Greek shares rose Wednesday, with the benchmark Athens Stock Exchange gaining 0.7 percent at 3:31 p.m. local time. The gauge has fallen about 31 percent in the past 12 months, making it one of the worst performing major equity indexes tracked by Bloomberg. Yields on two-year notes climbed for a second day, gaining 18 basis points to 25.08 percent.

Months Behind
As the negotiations drag on, Greece has seen liquidity evaporate, pushing the economy back into recession. Record deposit withdrawals and the state’s increasing difficulty in meeting debt payments have renewed doubts about the country’s ability to stay in the euro. Key sticking points in the talks remain in areas such as budget targets, sales-tax rates, pension and labor market rules, Tsipras’s spokesman Gabriel Sakellaridis said Monday.
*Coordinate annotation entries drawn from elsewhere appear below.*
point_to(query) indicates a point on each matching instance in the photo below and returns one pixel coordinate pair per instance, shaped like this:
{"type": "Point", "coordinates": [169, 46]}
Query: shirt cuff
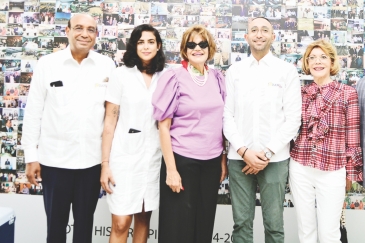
{"type": "Point", "coordinates": [31, 155]}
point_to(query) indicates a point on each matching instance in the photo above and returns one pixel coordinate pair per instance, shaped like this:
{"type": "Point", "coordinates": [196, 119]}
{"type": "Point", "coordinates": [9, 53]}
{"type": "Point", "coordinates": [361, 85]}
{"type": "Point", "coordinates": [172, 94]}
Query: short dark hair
{"type": "Point", "coordinates": [131, 58]}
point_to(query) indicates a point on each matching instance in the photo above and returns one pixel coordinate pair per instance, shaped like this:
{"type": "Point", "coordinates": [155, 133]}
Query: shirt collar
{"type": "Point", "coordinates": [265, 60]}
{"type": "Point", "coordinates": [67, 56]}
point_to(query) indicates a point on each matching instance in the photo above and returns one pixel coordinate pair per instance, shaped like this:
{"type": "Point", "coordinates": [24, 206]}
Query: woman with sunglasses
{"type": "Point", "coordinates": [188, 103]}
{"type": "Point", "coordinates": [327, 154]}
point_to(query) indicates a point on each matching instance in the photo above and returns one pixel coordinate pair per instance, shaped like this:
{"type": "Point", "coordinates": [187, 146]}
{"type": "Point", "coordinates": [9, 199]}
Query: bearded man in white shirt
{"type": "Point", "coordinates": [261, 115]}
{"type": "Point", "coordinates": [62, 130]}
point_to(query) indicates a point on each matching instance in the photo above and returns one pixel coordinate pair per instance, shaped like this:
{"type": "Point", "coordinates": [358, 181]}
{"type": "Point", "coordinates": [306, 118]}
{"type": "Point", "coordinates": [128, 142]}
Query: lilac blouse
{"type": "Point", "coordinates": [196, 112]}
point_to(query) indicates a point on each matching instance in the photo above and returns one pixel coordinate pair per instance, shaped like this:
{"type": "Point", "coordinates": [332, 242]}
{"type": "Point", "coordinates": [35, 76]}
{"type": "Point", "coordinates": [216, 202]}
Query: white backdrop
{"type": "Point", "coordinates": [30, 223]}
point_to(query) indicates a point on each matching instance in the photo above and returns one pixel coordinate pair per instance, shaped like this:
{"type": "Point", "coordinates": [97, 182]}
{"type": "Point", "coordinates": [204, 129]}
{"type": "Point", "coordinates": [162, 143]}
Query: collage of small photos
{"type": "Point", "coordinates": [30, 29]}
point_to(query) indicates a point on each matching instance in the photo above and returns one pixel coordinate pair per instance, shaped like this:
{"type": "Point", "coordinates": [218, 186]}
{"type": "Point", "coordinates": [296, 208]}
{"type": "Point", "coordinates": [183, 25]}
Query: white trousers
{"type": "Point", "coordinates": [326, 189]}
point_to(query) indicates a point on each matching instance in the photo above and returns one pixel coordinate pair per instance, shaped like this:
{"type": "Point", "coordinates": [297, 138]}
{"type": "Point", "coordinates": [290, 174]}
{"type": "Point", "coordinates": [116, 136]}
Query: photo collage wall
{"type": "Point", "coordinates": [30, 29]}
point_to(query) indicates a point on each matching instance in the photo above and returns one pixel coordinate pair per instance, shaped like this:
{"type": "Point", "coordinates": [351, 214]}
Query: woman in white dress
{"type": "Point", "coordinates": [131, 152]}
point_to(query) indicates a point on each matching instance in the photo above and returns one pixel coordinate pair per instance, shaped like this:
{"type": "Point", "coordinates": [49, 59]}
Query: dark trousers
{"type": "Point", "coordinates": [63, 187]}
{"type": "Point", "coordinates": [189, 216]}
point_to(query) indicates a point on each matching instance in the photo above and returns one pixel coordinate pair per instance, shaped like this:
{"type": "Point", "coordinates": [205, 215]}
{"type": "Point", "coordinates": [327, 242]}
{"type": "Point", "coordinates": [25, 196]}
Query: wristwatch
{"type": "Point", "coordinates": [268, 153]}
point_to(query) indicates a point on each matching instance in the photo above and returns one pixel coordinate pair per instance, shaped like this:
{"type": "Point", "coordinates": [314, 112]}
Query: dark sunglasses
{"type": "Point", "coordinates": [202, 45]}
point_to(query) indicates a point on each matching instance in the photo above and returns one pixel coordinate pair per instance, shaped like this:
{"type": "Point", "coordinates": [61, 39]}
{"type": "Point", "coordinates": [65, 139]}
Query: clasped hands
{"type": "Point", "coordinates": [255, 161]}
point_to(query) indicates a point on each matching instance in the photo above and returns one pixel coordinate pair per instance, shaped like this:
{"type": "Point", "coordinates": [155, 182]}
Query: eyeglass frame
{"type": "Point", "coordinates": [79, 29]}
{"type": "Point", "coordinates": [202, 44]}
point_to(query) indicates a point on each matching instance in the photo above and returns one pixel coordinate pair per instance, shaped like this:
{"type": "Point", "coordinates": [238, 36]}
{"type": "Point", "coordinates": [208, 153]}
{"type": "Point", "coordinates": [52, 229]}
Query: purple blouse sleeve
{"type": "Point", "coordinates": [221, 83]}
{"type": "Point", "coordinates": [165, 99]}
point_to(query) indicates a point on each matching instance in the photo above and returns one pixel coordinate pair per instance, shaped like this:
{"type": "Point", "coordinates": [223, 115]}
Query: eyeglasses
{"type": "Point", "coordinates": [202, 45]}
{"type": "Point", "coordinates": [322, 58]}
{"type": "Point", "coordinates": [80, 30]}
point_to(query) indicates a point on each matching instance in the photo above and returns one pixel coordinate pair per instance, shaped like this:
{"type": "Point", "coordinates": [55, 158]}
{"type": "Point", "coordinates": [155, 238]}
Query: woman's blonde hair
{"type": "Point", "coordinates": [190, 34]}
{"type": "Point", "coordinates": [328, 49]}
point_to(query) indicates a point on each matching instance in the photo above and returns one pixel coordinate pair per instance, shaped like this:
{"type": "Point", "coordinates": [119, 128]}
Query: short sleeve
{"type": "Point", "coordinates": [115, 87]}
{"type": "Point", "coordinates": [165, 99]}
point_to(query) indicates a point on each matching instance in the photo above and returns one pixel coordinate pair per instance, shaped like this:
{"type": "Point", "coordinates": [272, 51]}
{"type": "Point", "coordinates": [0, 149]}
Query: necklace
{"type": "Point", "coordinates": [195, 76]}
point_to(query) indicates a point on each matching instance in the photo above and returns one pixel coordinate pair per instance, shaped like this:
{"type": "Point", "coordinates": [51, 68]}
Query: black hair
{"type": "Point", "coordinates": [131, 57]}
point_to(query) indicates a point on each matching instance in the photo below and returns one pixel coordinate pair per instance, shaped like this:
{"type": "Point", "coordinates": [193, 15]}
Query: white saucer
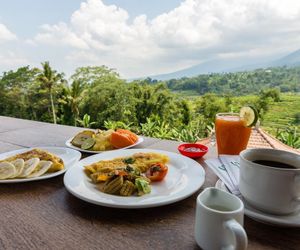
{"type": "Point", "coordinates": [290, 220]}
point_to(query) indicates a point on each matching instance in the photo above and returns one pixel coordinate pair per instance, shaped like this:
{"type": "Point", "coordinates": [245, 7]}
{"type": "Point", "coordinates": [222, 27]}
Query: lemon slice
{"type": "Point", "coordinates": [88, 143]}
{"type": "Point", "coordinates": [29, 166]}
{"type": "Point", "coordinates": [40, 169]}
{"type": "Point", "coordinates": [6, 170]}
{"type": "Point", "coordinates": [19, 165]}
{"type": "Point", "coordinates": [250, 115]}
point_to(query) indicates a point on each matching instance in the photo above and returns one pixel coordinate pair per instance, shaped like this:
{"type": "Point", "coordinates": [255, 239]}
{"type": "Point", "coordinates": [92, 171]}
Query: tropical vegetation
{"type": "Point", "coordinates": [178, 109]}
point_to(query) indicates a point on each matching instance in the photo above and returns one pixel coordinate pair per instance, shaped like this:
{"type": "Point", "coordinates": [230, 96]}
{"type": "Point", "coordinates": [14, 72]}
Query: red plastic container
{"type": "Point", "coordinates": [193, 150]}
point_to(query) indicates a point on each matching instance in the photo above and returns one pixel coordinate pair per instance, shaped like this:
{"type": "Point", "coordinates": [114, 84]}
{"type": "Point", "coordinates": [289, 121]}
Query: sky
{"type": "Point", "coordinates": [141, 38]}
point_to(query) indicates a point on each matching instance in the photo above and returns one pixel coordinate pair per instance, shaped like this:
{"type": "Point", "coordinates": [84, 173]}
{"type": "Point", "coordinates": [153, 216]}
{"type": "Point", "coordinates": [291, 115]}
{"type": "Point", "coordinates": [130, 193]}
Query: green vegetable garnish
{"type": "Point", "coordinates": [142, 186]}
{"type": "Point", "coordinates": [128, 160]}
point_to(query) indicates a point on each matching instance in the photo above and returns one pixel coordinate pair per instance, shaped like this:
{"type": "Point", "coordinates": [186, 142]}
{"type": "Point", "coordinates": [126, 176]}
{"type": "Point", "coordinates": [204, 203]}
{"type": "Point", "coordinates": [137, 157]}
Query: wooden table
{"type": "Point", "coordinates": [43, 215]}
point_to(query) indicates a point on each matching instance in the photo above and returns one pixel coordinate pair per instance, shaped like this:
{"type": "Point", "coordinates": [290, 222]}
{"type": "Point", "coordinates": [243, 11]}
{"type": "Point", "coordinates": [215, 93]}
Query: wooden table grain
{"type": "Point", "coordinates": [43, 215]}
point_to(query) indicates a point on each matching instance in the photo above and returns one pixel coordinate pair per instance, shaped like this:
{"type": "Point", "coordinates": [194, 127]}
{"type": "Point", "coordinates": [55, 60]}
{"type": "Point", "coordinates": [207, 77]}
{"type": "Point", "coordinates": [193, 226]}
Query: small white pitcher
{"type": "Point", "coordinates": [219, 221]}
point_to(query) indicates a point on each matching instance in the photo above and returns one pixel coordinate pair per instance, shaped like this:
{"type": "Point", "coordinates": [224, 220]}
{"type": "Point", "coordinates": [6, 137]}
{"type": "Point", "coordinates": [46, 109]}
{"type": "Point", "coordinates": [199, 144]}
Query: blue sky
{"type": "Point", "coordinates": [143, 37]}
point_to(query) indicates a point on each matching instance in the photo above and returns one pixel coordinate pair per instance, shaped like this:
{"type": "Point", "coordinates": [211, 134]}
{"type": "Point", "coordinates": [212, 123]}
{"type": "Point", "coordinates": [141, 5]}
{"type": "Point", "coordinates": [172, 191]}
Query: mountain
{"type": "Point", "coordinates": [231, 65]}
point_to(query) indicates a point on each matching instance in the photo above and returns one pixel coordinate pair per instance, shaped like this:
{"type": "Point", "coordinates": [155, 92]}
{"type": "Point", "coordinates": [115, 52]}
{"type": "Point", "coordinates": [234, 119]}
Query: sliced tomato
{"type": "Point", "coordinates": [157, 172]}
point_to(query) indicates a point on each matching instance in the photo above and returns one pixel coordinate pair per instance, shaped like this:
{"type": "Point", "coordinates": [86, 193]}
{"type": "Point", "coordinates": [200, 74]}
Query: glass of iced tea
{"type": "Point", "coordinates": [232, 133]}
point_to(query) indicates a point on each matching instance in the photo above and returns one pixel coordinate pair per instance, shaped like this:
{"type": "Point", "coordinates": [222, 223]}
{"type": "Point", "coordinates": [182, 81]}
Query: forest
{"type": "Point", "coordinates": [97, 97]}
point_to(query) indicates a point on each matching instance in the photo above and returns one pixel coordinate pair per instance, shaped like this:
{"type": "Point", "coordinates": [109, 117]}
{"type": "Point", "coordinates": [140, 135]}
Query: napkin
{"type": "Point", "coordinates": [227, 168]}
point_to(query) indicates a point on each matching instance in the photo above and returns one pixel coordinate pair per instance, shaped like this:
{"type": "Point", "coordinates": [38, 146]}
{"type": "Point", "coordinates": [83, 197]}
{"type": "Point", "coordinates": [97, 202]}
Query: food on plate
{"type": "Point", "coordinates": [123, 138]}
{"type": "Point", "coordinates": [127, 176]}
{"type": "Point", "coordinates": [33, 163]}
{"type": "Point", "coordinates": [101, 140]}
{"type": "Point", "coordinates": [157, 171]}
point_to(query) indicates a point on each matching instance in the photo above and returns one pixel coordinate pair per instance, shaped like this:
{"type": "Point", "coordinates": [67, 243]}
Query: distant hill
{"type": "Point", "coordinates": [230, 65]}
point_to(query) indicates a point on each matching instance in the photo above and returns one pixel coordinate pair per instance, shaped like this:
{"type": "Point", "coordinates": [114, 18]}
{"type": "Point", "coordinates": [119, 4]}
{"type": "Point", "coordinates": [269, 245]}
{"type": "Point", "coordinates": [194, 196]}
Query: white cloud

“We need to reach this deal very quickly because we are already almost months behind the original schedule,” European Commission Vice President Valdis Dombrovskis told reporters in Brussels. “Originally it was planned that technical negotiations should be concluded by end of April. Now we are at end of May.”
Even though no aid disbursements have been made to Greece since last summer, the country has managed to meet external payments by slowing down spending, building up arrears to suppliers and vendors, encouraging citizens to pay overdue taxes, and seizing the cash reserves of regional governments, hospitals, universities, and other public entities.
An exit from the euro “would be a full-scale disaster for Greece, including the collapse of its banks, severe devaluation of its new currency, poverty and hyperinflation,” said Nicholas Economides, an economics professor at New York University’s Stern School of Business.